JOSÉ AUGUSTO GUILHON ALBUQUERQUE

Poucas coisas me divertem tanto quanto a recente paixão da esquerda pelas chamadas "organizações não-governamentais", pois ela sucede a uma não menos apaixonada ojeriza, igualmente recente. As ONGs são um tipo de organização altamente militante e politizada, que tem no Estado seu principal interlocutor e razão de ser, e reivindica para si um monopólio de verdade e justeza ética sobre algum valor, ideal ou política. E vive da largueza da má-consciência das camadas bem-pensantes dos países ricos.
Nada mais estranho à esquerda do que a teoria política que atribui, à iniciativa voluntária dos indivíduos, a defesa da liberdade e dos direitos individuais contra a tendência dos Estados à tirania. Sua formulação clássica vem de Stuart Mill, mas a versão mais bem-sucedida é a de Tocqueville, inspirada no associativismo norte-americano, que por sua vez se revelou de grande utilidade na Guerra Fria.
Sim, pois antes de se tornar um porta-voz preferencial das novas grandes causas da esquerda, o tema e a presença das Organizações Não-Governamentais foram introduzidos nos fóruns internacionais pelos norte-americanos, como instrumento de contenção da expansão soviética.

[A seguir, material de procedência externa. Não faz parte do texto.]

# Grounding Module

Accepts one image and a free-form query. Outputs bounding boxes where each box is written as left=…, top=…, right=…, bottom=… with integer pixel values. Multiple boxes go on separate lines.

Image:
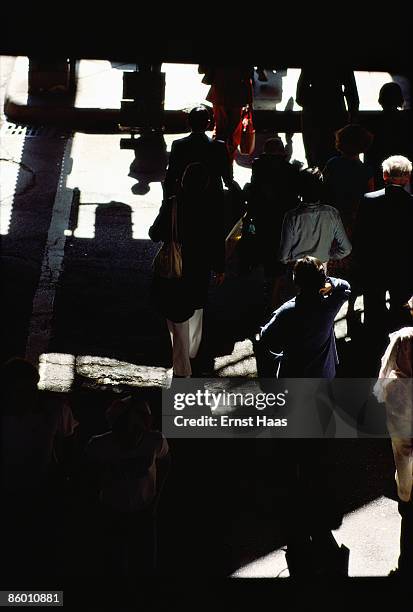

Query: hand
left=213, top=272, right=225, bottom=287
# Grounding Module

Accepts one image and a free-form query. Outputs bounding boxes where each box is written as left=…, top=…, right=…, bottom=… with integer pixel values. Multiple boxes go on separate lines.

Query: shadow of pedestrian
left=128, top=132, right=168, bottom=195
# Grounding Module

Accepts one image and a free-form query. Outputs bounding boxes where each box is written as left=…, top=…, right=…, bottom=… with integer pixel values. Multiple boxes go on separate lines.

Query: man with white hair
left=353, top=155, right=413, bottom=332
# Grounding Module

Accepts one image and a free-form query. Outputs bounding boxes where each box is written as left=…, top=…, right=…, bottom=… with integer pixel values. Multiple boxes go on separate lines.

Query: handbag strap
left=171, top=196, right=178, bottom=242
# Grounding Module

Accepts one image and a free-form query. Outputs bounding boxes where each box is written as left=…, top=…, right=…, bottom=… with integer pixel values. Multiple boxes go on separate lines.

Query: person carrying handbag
left=149, top=163, right=225, bottom=377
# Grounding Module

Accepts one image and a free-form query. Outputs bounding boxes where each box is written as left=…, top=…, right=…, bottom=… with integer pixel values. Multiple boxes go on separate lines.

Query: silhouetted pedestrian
left=199, top=66, right=253, bottom=161
left=296, top=64, right=359, bottom=168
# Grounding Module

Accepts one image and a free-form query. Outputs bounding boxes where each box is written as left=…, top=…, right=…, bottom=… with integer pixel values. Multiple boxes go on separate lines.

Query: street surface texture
left=0, top=58, right=406, bottom=576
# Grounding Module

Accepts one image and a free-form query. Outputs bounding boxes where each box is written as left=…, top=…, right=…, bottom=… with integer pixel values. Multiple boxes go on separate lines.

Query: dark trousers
left=399, top=501, right=413, bottom=575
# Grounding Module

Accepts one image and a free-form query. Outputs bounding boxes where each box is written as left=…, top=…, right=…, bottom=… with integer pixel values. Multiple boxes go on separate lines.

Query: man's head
left=293, top=255, right=326, bottom=295
left=106, top=396, right=152, bottom=445
left=264, top=136, right=287, bottom=157
left=188, top=106, right=209, bottom=132
left=381, top=155, right=412, bottom=187
left=379, top=82, right=404, bottom=110
left=335, top=123, right=373, bottom=156
left=299, top=168, right=323, bottom=202
left=181, top=162, right=209, bottom=195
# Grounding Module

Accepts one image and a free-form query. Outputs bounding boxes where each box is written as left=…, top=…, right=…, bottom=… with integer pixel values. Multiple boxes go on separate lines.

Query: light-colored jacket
left=279, top=202, right=351, bottom=263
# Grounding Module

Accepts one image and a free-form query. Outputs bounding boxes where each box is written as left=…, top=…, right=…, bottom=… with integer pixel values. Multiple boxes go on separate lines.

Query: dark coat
left=164, top=132, right=233, bottom=198
left=353, top=185, right=413, bottom=282
left=149, top=195, right=225, bottom=322
left=200, top=66, right=253, bottom=108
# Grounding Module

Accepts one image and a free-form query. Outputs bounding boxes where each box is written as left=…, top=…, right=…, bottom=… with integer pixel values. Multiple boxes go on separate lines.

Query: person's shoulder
left=324, top=155, right=343, bottom=170
left=318, top=202, right=340, bottom=216
left=211, top=136, right=226, bottom=152
left=86, top=431, right=113, bottom=456
left=273, top=297, right=296, bottom=319
left=87, top=431, right=113, bottom=448
left=145, top=429, right=169, bottom=456
left=171, top=134, right=191, bottom=151
left=363, top=188, right=386, bottom=202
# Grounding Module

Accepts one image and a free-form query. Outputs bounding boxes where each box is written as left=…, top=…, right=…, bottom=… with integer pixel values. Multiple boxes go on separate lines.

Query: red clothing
left=206, top=66, right=252, bottom=108
left=200, top=66, right=252, bottom=161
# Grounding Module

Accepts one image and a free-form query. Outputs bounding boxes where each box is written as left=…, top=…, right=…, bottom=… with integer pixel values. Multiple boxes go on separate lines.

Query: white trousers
left=166, top=308, right=204, bottom=376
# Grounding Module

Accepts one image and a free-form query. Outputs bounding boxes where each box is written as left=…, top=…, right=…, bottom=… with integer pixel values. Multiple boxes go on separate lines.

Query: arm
left=343, top=70, right=360, bottom=122
left=330, top=213, right=352, bottom=259
left=164, top=141, right=180, bottom=198
left=148, top=198, right=172, bottom=242
left=279, top=212, right=294, bottom=263
left=213, top=140, right=233, bottom=189
left=325, top=277, right=351, bottom=313
left=295, top=69, right=310, bottom=108
left=254, top=309, right=284, bottom=379
left=367, top=176, right=376, bottom=191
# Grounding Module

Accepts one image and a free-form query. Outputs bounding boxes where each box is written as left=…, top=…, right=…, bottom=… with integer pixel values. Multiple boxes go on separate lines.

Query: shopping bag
left=239, top=106, right=255, bottom=155
left=153, top=198, right=182, bottom=278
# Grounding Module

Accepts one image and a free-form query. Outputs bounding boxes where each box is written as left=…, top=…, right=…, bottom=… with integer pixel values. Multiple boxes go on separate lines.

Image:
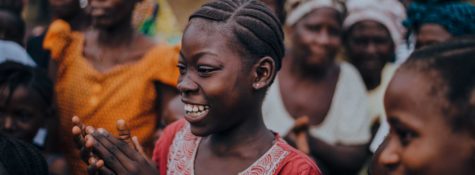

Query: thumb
left=117, top=119, right=135, bottom=148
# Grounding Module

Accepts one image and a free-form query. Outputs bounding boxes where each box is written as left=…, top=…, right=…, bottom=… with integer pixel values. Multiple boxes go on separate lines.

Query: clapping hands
left=72, top=117, right=158, bottom=175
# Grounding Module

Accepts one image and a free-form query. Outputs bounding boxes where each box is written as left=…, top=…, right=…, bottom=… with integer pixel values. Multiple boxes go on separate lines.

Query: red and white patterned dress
left=153, top=119, right=321, bottom=175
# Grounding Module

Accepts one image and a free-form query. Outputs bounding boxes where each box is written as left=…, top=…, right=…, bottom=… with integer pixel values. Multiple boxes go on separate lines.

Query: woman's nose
left=377, top=136, right=401, bottom=168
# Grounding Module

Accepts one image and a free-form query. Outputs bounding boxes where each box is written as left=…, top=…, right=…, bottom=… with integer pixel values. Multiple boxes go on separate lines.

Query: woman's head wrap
left=343, top=0, right=406, bottom=45
left=285, top=0, right=346, bottom=26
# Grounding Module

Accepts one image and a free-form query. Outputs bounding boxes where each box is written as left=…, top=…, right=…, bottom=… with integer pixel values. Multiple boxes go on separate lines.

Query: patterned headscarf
left=403, top=1, right=475, bottom=36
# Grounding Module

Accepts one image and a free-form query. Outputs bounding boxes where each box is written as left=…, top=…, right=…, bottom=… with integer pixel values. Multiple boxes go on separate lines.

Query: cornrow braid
left=189, top=0, right=285, bottom=70
left=401, top=36, right=475, bottom=137
left=0, top=135, right=48, bottom=175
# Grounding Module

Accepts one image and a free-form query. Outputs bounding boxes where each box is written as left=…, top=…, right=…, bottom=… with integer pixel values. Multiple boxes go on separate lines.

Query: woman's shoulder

O objetivo da época é compreensível: encontrar interlocutores alternativos aos governos estatistas, neutralistas ou francamente pró-socialistas que grassavam tanto na Europa quanto em número significativo dos países mais importantes do Terceiro Mundo, como Brasil, Índia, Indonésia...
O Congresso norte-americano chegou a criar uma fundação, especializada em financiar ONGs naqueles países, com o objetivo de difundir os ideais da democracia e da liberdade do mercado. Afinal, os liberais acreditam na sociedade e, a esquerda, no Estado.
Uma série de fatores deu grande impulso às ONGs, que se beneficiaram do fenômeno de transnacionalização de opinião pública e da ação política. Beneficiaram-se, também, do refluxo da revolução cultural e política do final da década de 60, que produziu um superávit de militantismo e um déficit de revoluções. Beneficiam-se, sobretudo, de uma concepção muito arraigada na elite das sociedades dos países ricos, isto é, de que ninguém melhor que elas sabe o que é melhor para nós. Além disso, receber dinheiro estrangeiro para influenciar a política nacional deixou de ser razão de condenação ou menoscabo.
A esquerda tinha razão quanto às ONGs ("une fois n'est pas coutume"). São demasiado maniqueístas com relação ao Estado e, em geral, às autoridades. São jacobinas, pois julgam ter o direito de impor suas próprias concepções a sociedades que mal conhecem. São monotemáticas e por isso têm dificuldade em admitir outros pontos de vista ou outras dimensões de um problema. Tendem a ser adeptas da ação direta, privilegiando seu conceito particular de justiça acima do direito vigente no país onde atuam, entre outras coisas porque seus temas, métodos de ação e recursos vêm do exterior.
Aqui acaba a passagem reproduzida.